Execution

Q. How do I get started ?

Please refer to the Getting Started guide

Q. How do I add databases to be monitored by DeltaOMS ?

You can add a database name to the DeltaOMS configuration table (by default called sourceconfig) using simple SQL INSERT statement.

Example:

INSERT INTO <omsDBName>.sourceconfig VALUES('<Database Name>',false, Map('wildCardLevel','0'))

For more details on the configurations and parameters, refer to Getting Started and Developer Guide

Q. What components will to be deployed for DeltaOMS ?
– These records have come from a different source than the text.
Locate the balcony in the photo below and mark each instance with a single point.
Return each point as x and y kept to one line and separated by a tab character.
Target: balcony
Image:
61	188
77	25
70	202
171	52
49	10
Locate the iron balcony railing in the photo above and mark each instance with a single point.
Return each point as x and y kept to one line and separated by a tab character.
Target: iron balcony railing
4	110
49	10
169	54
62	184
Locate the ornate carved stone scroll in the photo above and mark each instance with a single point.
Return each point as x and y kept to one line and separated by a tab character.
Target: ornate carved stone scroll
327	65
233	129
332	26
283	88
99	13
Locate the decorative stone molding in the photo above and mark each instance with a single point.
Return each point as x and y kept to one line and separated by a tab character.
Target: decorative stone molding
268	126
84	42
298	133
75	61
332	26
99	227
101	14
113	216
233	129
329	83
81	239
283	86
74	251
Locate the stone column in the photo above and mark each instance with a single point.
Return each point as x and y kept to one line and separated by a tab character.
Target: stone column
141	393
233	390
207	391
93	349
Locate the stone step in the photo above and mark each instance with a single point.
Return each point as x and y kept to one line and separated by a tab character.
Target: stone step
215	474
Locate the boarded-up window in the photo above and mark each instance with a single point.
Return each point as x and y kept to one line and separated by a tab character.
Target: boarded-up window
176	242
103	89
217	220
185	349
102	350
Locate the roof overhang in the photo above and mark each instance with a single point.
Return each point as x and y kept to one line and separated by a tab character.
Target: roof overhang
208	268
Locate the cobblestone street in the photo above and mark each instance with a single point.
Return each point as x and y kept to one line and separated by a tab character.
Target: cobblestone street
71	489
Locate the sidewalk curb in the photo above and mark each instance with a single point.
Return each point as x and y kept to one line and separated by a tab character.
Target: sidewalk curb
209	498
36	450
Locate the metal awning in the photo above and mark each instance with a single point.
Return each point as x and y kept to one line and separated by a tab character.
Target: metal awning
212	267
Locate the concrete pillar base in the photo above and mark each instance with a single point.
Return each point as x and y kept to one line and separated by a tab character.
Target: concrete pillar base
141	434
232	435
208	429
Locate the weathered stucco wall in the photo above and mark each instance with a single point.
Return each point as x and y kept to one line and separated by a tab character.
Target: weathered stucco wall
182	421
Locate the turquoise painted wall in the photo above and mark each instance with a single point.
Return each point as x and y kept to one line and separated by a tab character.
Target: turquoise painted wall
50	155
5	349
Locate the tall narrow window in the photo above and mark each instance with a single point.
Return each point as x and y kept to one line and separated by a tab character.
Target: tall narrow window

DeltaOMS deploys two primary components. One for ingestion of the delta logs from the configured table. This is a streaming component and can be run either on a schedule or as an always running streaming job depending on your SLA requirements for retrieving operational metrics.

The other component is a batch component for processing and enriching of the delta actions into different OMS specific tables.

Q. How many ingestion jobs we need to run ?

DeltaOMS supports 50 streams by default for each Databricks jobs. These values are configurable through command line parameters --startingStream and --endingStream, default 1 and 50 respectively.

We recommend setting up your jobs to support groups of 40-50 stream / wildcard paths. For example, you have 75 unique wildcard paths to process, we recommend creating 2 Databricks jobs for DeltaOMS ingestion. The sample notebook provides examples of how to automatically create jobs based on your input sources.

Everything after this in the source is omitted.